How to Be a Dictator: The Cult of Personality in the Twentieth Century

Frank Dikötter

Language: English

Publisher: Bloomsbury

Published: Sep 1, 2019

Pages: 304

Description:

From the Samuel Johnson Prize-winning author of China After Mao , a sweeping and timely study of twentieth-century dictators and the development of the modern cult of personality.

No dictator can rule through fear and violence alone. Naked power can be grabbed and held temporarily, but it never suffices in the long term. In the twentieth century, as new technologies allowed leaders to place their image and voice directly into their citizens' homes, a new phenomenon appeared where dictators exploited the cult of personality to achieve the illusion of popular approval without ever having to resort to elections.

In How to Be a Dictator , Frank Dikötter examines the cults and propaganda surrounding twentieth-century dictators, from Hitler and Stalin to Mao Zedong and Kim Il Sung. These men were the founders of modern dictatorships, and they learned from each other and from history to build their regimes and maintain their public images. Their dictatorships, in turn, have influenced leaders in the twenty-first century, including Vladimir Putin, Viktor Orbán, and Xi Jinping.

Using a breadth of archival research and his characteristic in-depth analysis, Dikötter offers a stunning portrait of dictatorship, a guide to the cult of personality, and a map for exposing the lies dictators tell to build and maintain their regimes.

Review

" How to Be a Dictator hits the perfect balance between popular and scholarly, and it’s difficult to imagine the reader who wouldn’t learn from it and enjoy the ride. Dikötter’s book is anti-communist and anti-authoritarian in its politics, but more importantly it is historically detailed and compelling in its chronicling of how dictators set about organizing an entire society around their own glorification and power. He makes his points in fresh ways and is careful to bring in fresh details. When he covers less famous dictatorships, like Mengistu’s Ethiopia, he brings the same sensibility, but he is never obscure." - Tablet Magazine

" How to Be a Dictator takes off from a conviction, no doubt born of [Dikötter’s] Mao studies, that a tragic amnesia about what ideologues in power are like has taken hold of too many minds amid the current ‘crisis of liberalism.’ And so he attempts a sort of anatomy of authoritarianism, large and small, from Mao to Papa Doc Duvalier. Each dictator’s life is offered with neat, mordant compression.
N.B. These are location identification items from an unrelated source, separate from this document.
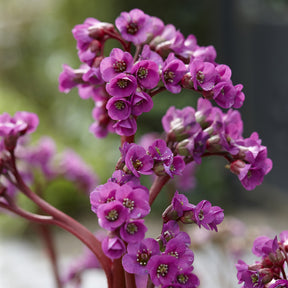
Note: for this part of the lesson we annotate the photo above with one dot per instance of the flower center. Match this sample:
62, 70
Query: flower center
119, 66
122, 83
254, 278
143, 256
119, 105
162, 270
167, 235
110, 199
128, 203
174, 253
112, 215
169, 76
201, 215
132, 28
200, 76
132, 228
137, 164
142, 73
182, 279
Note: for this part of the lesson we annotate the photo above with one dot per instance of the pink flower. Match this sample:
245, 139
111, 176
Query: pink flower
134, 26
122, 85
118, 62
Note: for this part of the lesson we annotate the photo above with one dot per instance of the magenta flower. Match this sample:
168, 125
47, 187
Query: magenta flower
138, 256
112, 215
122, 85
121, 178
93, 76
207, 215
134, 26
207, 54
174, 167
11, 128
203, 75
180, 204
224, 94
141, 102
250, 278
103, 194
133, 231
159, 151
148, 54
255, 172
76, 170
239, 97
118, 108
146, 73
176, 248
284, 238
113, 247
224, 73
180, 123
263, 246
42, 156
70, 78
81, 33
162, 269
280, 283
135, 200
172, 72
137, 161
118, 62
185, 278
126, 127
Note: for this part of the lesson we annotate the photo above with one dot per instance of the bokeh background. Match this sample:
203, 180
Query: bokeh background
251, 36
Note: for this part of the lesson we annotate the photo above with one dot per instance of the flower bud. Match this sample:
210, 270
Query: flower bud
170, 214
98, 31
277, 258
159, 169
236, 166
182, 149
187, 82
188, 217
267, 275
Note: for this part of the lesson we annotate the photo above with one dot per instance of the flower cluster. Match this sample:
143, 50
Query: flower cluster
121, 204
168, 262
122, 85
40, 159
210, 131
269, 271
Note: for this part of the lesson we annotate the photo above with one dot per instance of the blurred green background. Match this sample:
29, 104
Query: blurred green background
36, 39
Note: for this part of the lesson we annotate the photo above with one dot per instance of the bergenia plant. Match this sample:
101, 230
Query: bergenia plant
151, 57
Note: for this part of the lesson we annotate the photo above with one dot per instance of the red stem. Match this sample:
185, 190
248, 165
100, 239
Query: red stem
51, 252
68, 223
156, 187
130, 280
118, 273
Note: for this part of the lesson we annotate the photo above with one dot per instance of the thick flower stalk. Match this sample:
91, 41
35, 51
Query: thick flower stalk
153, 58
270, 270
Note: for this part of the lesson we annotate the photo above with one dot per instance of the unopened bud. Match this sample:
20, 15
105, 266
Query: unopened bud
188, 217
236, 166
267, 275
10, 142
187, 82
98, 31
277, 258
169, 214
182, 149
158, 169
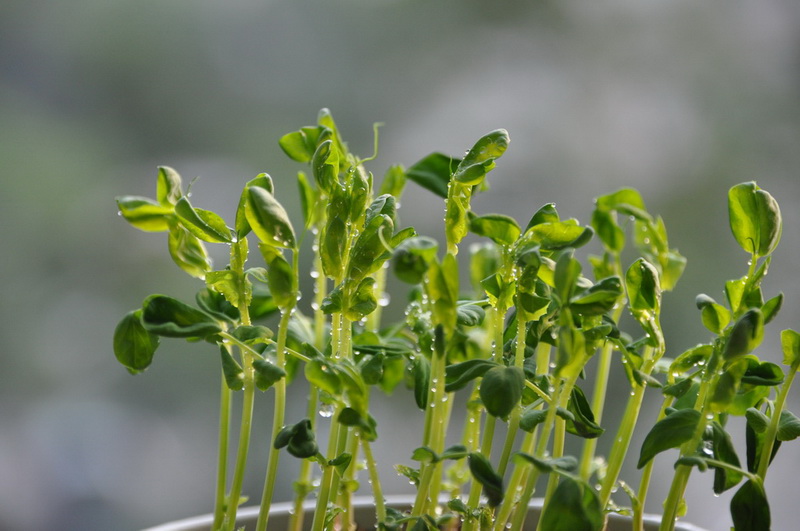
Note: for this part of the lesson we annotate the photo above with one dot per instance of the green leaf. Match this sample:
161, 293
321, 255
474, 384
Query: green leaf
362, 301
308, 199
469, 314
750, 509
644, 291
433, 172
502, 229
134, 346
188, 252
332, 247
168, 186
715, 316
582, 423
492, 482
262, 180
267, 374
481, 158
745, 336
573, 507
755, 218
421, 370
790, 342
144, 214
204, 224
170, 317
225, 282
670, 432
557, 235
788, 426
281, 278
370, 251
301, 145
268, 219
501, 390
322, 374
607, 229
458, 375
325, 166
231, 370
412, 258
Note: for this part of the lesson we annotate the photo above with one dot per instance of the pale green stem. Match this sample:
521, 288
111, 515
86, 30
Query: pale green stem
222, 453
647, 473
374, 478
520, 473
277, 423
682, 473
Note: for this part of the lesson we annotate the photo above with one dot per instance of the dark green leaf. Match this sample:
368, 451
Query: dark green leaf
231, 370
325, 166
501, 390
746, 334
481, 158
670, 432
169, 317
502, 229
168, 186
557, 235
790, 342
204, 224
422, 376
267, 374
644, 291
788, 426
300, 145
750, 509
188, 252
134, 346
755, 218
433, 172
492, 482
268, 219
573, 507
144, 214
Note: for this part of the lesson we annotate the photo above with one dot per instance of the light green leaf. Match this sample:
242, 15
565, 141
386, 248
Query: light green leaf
268, 219
134, 346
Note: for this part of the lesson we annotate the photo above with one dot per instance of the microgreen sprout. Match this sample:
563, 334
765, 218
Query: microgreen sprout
515, 340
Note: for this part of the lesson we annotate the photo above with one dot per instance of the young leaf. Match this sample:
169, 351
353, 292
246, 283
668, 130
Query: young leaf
231, 370
750, 509
204, 224
790, 342
755, 218
481, 158
144, 214
268, 219
168, 186
670, 432
169, 317
501, 390
502, 229
492, 482
573, 507
267, 374
134, 346
644, 291
433, 172
188, 251
746, 334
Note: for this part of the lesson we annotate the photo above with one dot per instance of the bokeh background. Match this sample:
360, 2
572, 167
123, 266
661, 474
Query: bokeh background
678, 99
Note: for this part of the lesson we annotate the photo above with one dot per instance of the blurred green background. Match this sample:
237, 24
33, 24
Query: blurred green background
678, 99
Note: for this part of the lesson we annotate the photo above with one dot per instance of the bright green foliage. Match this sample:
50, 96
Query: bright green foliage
516, 339
755, 218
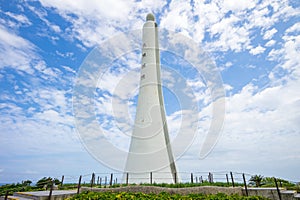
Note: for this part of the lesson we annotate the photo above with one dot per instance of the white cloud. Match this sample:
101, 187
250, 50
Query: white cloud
19, 18
270, 43
15, 51
269, 33
257, 50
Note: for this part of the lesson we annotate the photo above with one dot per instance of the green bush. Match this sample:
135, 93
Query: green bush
163, 195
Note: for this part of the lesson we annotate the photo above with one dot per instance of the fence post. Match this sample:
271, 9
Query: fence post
62, 180
93, 180
227, 179
6, 195
51, 188
245, 184
79, 184
278, 190
111, 179
232, 179
127, 178
210, 177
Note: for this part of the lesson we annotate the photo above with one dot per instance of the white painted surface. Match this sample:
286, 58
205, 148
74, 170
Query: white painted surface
149, 149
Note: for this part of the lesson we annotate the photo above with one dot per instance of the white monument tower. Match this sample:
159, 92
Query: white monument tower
150, 152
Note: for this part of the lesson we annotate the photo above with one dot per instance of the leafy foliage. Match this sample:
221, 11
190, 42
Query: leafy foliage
256, 180
163, 195
47, 182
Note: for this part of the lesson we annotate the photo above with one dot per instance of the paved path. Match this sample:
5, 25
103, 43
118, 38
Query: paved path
41, 195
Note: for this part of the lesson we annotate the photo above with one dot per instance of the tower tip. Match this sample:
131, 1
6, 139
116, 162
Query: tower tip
150, 17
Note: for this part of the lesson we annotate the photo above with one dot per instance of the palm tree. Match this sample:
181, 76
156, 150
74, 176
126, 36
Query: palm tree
257, 180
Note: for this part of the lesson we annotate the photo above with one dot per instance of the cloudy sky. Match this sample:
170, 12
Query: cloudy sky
44, 44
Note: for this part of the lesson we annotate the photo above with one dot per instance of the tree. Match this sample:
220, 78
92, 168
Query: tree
256, 180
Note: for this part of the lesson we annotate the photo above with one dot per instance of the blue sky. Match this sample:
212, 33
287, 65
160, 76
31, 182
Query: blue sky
255, 46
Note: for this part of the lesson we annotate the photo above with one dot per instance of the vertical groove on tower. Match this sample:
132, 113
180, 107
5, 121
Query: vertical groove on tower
150, 148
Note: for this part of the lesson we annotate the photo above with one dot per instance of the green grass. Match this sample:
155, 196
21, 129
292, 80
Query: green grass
163, 195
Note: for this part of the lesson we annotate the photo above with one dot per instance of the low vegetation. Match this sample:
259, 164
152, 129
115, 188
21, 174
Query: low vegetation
163, 195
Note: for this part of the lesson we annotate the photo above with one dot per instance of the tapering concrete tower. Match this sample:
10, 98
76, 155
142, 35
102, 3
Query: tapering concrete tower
150, 149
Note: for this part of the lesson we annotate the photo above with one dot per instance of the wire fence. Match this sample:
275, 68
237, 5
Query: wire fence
109, 179
221, 178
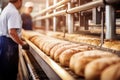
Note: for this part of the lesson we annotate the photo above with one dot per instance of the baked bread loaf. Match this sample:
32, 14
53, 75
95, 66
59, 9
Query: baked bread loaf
79, 61
94, 69
111, 73
89, 54
61, 49
50, 46
66, 55
52, 51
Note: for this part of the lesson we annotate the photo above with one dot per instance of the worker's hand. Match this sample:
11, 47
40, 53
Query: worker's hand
25, 46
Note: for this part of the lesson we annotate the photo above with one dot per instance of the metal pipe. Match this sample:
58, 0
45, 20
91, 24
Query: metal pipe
52, 7
63, 12
86, 6
73, 10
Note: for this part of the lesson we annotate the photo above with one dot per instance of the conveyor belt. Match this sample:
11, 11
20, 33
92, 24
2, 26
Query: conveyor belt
52, 69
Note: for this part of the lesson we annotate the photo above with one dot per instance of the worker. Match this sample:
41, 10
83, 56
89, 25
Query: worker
26, 16
10, 31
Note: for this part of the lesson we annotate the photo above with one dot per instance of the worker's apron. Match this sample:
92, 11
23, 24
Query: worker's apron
8, 58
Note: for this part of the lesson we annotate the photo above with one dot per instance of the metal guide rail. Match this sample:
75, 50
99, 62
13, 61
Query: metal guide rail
26, 69
52, 69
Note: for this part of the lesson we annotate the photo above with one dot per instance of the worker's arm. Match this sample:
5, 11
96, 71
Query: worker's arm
13, 34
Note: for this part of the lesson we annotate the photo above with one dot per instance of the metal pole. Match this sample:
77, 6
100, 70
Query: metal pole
52, 7
110, 22
54, 18
70, 20
86, 6
47, 20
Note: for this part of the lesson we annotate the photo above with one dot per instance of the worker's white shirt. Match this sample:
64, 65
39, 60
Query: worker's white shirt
10, 18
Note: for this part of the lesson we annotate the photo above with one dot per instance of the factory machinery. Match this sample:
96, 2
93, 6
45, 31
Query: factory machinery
88, 57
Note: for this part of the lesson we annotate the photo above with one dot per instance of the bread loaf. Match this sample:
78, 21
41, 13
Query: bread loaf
61, 49
94, 69
89, 54
50, 46
66, 55
52, 51
111, 73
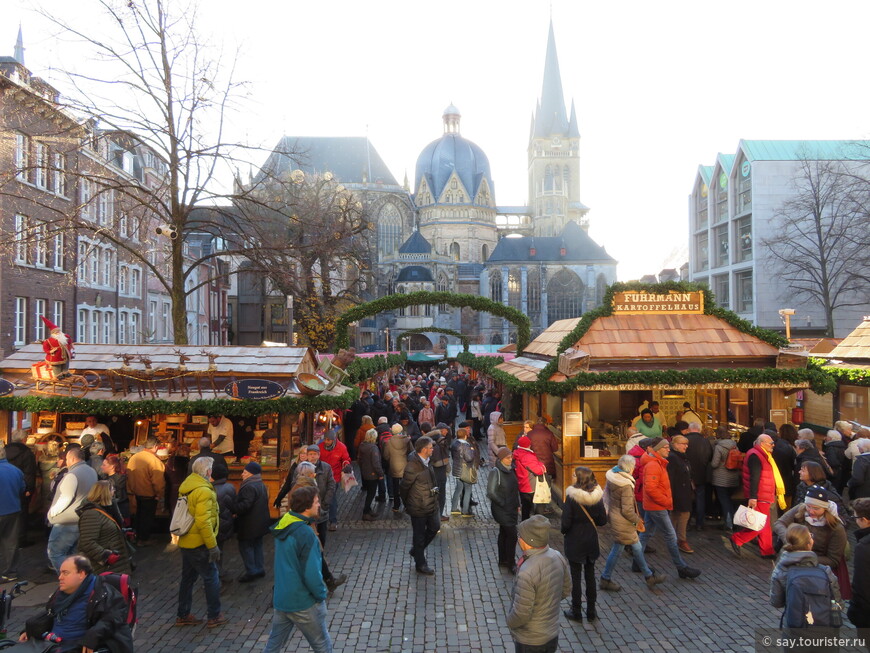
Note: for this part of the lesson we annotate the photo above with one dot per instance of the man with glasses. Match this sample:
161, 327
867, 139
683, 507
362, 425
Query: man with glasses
658, 500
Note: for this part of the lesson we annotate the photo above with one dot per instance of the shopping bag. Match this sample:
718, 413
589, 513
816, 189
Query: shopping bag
749, 518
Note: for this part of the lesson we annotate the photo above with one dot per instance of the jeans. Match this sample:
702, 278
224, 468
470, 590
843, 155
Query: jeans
9, 530
194, 563
700, 504
550, 647
424, 531
62, 543
723, 494
312, 624
613, 556
146, 507
659, 519
252, 555
462, 492
370, 486
441, 480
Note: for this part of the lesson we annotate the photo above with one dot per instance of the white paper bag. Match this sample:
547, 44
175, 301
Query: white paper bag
749, 518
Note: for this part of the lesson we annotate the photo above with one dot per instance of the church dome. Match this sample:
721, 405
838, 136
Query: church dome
450, 153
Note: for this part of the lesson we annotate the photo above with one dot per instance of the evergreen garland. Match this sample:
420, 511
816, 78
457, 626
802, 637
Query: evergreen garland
424, 297
446, 332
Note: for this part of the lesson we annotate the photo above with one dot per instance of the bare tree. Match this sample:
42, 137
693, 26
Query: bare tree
821, 237
156, 83
325, 259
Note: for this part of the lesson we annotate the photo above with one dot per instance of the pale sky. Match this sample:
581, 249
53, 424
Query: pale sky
660, 87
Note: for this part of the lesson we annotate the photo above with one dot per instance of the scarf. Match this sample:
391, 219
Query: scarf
777, 478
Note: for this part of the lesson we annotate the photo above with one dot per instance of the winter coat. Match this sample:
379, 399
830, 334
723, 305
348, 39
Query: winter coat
544, 444
337, 457
396, 452
680, 478
790, 559
722, 476
829, 544
252, 508
621, 506
20, 456
504, 495
859, 484
859, 607
369, 457
416, 488
543, 580
495, 435
202, 504
99, 535
526, 465
699, 454
226, 495
656, 483
581, 534
766, 483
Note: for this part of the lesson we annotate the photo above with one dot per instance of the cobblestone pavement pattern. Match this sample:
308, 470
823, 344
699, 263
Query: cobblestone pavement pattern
385, 606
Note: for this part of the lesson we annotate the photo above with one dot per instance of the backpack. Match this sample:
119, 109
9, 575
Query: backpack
808, 598
182, 520
123, 583
734, 459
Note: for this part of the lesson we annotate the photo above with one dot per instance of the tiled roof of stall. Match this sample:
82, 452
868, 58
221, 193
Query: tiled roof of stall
855, 345
262, 361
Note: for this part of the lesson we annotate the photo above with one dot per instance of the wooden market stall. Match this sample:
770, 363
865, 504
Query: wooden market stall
649, 345
271, 395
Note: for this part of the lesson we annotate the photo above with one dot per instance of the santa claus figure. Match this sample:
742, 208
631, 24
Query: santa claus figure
58, 348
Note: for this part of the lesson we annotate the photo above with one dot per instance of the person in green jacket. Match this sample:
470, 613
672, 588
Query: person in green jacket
299, 597
199, 549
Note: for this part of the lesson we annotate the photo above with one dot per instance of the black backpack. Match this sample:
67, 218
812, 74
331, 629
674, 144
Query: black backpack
807, 590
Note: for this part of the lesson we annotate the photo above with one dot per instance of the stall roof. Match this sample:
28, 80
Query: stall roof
236, 361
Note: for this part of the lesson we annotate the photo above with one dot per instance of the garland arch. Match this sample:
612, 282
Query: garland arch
423, 297
422, 330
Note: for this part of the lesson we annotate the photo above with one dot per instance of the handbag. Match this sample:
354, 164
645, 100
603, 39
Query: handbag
749, 518
542, 490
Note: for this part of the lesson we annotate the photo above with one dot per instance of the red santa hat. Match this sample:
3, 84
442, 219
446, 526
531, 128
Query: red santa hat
48, 323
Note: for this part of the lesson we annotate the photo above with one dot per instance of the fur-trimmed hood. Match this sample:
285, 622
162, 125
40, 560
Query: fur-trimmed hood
619, 477
583, 497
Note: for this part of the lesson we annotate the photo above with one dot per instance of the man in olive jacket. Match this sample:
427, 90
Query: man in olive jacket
199, 549
543, 580
419, 491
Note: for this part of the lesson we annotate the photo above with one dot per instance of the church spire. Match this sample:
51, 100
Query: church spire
19, 47
551, 118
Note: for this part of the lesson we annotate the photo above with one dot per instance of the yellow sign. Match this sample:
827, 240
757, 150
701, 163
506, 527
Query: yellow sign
638, 301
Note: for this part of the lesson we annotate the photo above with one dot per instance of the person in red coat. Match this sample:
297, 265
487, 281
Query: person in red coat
761, 489
335, 454
58, 348
526, 464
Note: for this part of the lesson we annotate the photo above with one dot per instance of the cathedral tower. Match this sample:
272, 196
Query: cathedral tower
554, 156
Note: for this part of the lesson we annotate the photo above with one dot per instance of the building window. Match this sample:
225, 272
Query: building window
495, 290
720, 240
744, 239
39, 311
22, 157
20, 321
721, 291
57, 313
82, 326
21, 239
743, 282
702, 252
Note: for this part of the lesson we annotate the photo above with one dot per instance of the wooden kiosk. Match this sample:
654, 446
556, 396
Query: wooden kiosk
587, 378
272, 395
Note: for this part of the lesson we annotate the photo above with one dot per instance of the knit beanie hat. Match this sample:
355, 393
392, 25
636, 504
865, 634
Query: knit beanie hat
535, 531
Dikötter’s originality is that he counts crimes against civilization alongside crimes against humanity." - New Yorker

"Dikötter writes with academic rigor and awareness that these megalomaniacal figures continue to inspire fascination relevant to politically volatile times." - Kirkus Reviews

"Monuments crumble and statues fall, but How to Be a Dictator succeeds in identifying how and why linguistic domination has lasting power." - Paste

"If [ The Cultural Revolution ] were widely circulated in China, it could undermine the legitimacy of the current regime . . . This book is a significant event in our understanding of modern China." - New York Times Book Review on THE CULTURAL REVOLUTION

"A fine, sharp study of this tumultuous, elusive era . . . [An] excellent follow-up to his groundbreaking previous work . . . Dikötter tells a harrowing tale of unbelievable suffering. A potent combination of precise history and moving examples." - Starred review, Kirkus Reviews on THE CULTURAL REVOLUTION

"Richly documented . . . Dikötter paints a chilling picture." - Publishers Weekly on THE CULTURAL REVOLUTION

"For those who have swallowed the poisonous claim that the Communist Party deserves some credit for China's current patchy prosperity, Mr. Dikötter provides the antidote." - Wall Street Journal on THE CULTURAL REVOLUTION

"Dikötter's well-researched and readable new book on the Cultural Revolution's causes and consequences is a crucial reminder of the tragedies, miscalculations and human costs of Mao's last experiment." - The Guardian on THE CULTURAL REVOLUTION

"Fluent, compelling and based on a wide range of evidence." - Financial Times on THE CULTURAL REVOLUTION

About the Author

Frank Dikötter is Chair Professor of Humanities at the University of Hong Kong. Before moving to Asia in 2006, he was Professor of the Modern History of China at the School of Oriental and African Studies, University of London. He has published nine books about the history of China, including Mao's Great Famine , which won the BBC Samuel Johnson Prize for Non-fiction in 2011.